High HIV prevalence among hard to reach gay men in Jamaica is associated with high social vulnerability
Background: Due to strong social stigma associated with men who have sex with men (MSM) and HIV, and difficulty reaching MSM, there has been no HIV or behaviour survey among MSM in Jamaica since 1995. HIV prevalence among adults is 1.5%. The objective of this study was to estimate HIV prevalence and identify risk factors among MSM in order to improve prevention approaches.

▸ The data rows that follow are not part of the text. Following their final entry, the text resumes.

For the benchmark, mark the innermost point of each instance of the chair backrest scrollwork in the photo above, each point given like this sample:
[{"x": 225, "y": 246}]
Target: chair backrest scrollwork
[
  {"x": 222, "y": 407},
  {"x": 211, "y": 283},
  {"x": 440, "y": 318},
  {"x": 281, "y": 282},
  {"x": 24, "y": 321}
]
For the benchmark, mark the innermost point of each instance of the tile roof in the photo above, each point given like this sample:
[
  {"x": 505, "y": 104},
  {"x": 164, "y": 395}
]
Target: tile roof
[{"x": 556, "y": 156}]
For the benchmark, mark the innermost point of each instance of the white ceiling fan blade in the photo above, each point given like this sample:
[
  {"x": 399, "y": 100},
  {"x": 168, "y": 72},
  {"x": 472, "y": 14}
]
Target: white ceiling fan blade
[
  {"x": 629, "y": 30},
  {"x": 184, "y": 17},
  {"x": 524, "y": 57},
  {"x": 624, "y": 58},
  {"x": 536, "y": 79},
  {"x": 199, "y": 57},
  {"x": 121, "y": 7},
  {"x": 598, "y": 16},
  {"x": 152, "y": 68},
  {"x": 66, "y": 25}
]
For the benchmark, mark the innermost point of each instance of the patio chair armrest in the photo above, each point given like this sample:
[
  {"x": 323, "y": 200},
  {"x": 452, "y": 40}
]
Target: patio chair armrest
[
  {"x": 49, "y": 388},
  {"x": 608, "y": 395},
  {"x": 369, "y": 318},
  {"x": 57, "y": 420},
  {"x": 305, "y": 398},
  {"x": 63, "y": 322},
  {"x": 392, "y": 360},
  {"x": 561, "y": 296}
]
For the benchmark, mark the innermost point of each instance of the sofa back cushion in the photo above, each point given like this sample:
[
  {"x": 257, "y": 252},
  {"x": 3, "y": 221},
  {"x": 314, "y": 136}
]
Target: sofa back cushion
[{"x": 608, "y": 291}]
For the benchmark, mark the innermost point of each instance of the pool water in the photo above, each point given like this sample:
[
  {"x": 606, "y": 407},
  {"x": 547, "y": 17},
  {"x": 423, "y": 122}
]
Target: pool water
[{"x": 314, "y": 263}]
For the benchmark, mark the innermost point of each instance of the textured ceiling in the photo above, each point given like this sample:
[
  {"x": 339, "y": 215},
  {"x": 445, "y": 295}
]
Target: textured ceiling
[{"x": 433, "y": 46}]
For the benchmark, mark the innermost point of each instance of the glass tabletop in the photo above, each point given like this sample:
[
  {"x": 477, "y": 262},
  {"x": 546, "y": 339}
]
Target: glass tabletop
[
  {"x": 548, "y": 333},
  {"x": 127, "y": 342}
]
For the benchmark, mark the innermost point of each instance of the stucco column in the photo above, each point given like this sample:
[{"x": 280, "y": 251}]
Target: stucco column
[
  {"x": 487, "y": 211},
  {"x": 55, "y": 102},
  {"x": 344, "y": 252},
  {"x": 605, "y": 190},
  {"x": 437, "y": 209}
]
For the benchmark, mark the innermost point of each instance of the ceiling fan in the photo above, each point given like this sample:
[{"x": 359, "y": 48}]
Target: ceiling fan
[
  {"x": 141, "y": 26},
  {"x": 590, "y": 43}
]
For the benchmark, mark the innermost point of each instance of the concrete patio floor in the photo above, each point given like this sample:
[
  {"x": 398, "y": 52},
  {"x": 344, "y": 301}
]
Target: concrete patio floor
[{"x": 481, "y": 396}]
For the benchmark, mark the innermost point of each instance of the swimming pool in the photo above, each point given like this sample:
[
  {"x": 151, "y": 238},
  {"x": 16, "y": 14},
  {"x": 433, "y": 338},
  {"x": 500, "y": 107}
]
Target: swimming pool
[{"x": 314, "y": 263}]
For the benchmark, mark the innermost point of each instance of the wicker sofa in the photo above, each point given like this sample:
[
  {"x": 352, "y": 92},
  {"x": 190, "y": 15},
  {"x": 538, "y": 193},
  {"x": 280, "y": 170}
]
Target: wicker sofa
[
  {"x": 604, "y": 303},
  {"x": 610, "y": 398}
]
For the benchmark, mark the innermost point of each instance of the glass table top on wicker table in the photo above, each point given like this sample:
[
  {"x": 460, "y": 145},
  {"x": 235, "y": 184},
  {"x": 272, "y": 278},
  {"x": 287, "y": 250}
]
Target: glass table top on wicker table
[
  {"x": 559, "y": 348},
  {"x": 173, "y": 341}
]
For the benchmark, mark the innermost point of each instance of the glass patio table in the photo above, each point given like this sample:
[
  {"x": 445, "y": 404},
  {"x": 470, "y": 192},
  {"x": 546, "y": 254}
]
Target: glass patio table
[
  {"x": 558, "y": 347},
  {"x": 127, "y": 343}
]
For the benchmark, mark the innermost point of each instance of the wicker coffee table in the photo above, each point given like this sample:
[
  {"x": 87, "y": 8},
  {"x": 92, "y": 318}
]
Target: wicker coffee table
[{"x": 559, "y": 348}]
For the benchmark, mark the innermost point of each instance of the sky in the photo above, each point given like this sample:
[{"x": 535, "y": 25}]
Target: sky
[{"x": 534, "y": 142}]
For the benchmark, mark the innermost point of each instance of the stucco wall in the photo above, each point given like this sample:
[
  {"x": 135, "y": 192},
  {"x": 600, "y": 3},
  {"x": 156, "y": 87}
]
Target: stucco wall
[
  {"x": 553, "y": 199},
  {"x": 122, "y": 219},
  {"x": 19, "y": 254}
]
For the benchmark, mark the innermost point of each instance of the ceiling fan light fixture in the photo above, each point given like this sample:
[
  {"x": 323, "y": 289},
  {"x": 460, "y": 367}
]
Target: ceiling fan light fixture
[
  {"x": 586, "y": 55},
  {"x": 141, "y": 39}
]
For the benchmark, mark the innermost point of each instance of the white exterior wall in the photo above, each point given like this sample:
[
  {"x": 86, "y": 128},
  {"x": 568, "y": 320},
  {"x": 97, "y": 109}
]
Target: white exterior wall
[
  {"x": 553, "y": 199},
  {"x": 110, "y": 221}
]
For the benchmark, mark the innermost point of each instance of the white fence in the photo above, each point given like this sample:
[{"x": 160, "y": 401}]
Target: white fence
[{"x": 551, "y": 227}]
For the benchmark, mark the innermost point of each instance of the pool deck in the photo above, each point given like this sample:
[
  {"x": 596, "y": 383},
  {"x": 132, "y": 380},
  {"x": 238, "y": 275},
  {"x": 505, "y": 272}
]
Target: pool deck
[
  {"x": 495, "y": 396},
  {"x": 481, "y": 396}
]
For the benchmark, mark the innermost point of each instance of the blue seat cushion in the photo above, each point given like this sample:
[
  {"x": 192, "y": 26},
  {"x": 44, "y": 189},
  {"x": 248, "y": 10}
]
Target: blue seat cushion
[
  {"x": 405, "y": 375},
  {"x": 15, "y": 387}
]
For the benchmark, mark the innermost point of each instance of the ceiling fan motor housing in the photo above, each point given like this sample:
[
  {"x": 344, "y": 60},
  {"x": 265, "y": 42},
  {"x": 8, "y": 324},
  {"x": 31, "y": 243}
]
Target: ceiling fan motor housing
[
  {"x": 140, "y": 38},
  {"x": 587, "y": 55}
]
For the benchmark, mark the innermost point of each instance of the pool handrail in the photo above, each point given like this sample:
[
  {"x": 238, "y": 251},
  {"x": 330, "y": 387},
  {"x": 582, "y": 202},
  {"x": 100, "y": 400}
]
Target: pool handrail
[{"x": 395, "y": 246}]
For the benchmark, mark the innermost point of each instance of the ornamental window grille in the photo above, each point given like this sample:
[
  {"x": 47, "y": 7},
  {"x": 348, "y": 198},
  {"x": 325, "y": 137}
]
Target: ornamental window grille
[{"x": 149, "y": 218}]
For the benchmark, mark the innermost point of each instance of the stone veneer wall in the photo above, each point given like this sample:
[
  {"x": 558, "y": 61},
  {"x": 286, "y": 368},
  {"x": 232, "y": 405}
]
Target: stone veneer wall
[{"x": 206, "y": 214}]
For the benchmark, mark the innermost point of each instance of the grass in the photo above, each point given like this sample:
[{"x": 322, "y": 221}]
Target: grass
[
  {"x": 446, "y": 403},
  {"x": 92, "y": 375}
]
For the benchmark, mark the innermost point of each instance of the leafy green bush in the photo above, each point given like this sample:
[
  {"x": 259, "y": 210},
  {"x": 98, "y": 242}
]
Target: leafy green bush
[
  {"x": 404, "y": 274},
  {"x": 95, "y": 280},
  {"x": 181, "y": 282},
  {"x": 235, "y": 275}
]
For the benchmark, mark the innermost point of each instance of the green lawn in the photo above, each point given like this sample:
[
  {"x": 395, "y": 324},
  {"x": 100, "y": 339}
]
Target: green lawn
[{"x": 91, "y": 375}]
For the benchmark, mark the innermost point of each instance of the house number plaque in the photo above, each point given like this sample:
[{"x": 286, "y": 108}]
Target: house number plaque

Methods: Following discussion with MSM stakeholders, an experienced research nurse was introduced to the community and attended their activities. With the help of influential MSM and others she invited MSM in four parishes to participate in a cross-sectional survey between March 2007 and January 2008. MSM were interviewed, blood taken for HIV and syphilis, and urine taken for gonorrhea, Chlamydia and trichomonas (Gen Probe). Sensitive behavioural data was interviewer administered and self-completed. Confidential results were given to participants with treatment as indicated.
Results: 32% of 201 MSM were HIV positive. Prevalence of other STI was lower: Chlamydia 8.5%, syphilis 5.5%, gonorrhea 2.5%, trichomonas 0%. Most of the subjects were under 30 years of age and 60% of those HIV positive were under 25.
Social Factors: -Table availabe at abstract link below-
Conclusions: HIV prevalence among MSM is very high. MSM are more socially vulnerable than the general population. MSM who were of low socio-economic status, ever homeless and victims of physical violence were significantly more likely to be HIV positive. Social vulnerability is an important factor influencing HIV status.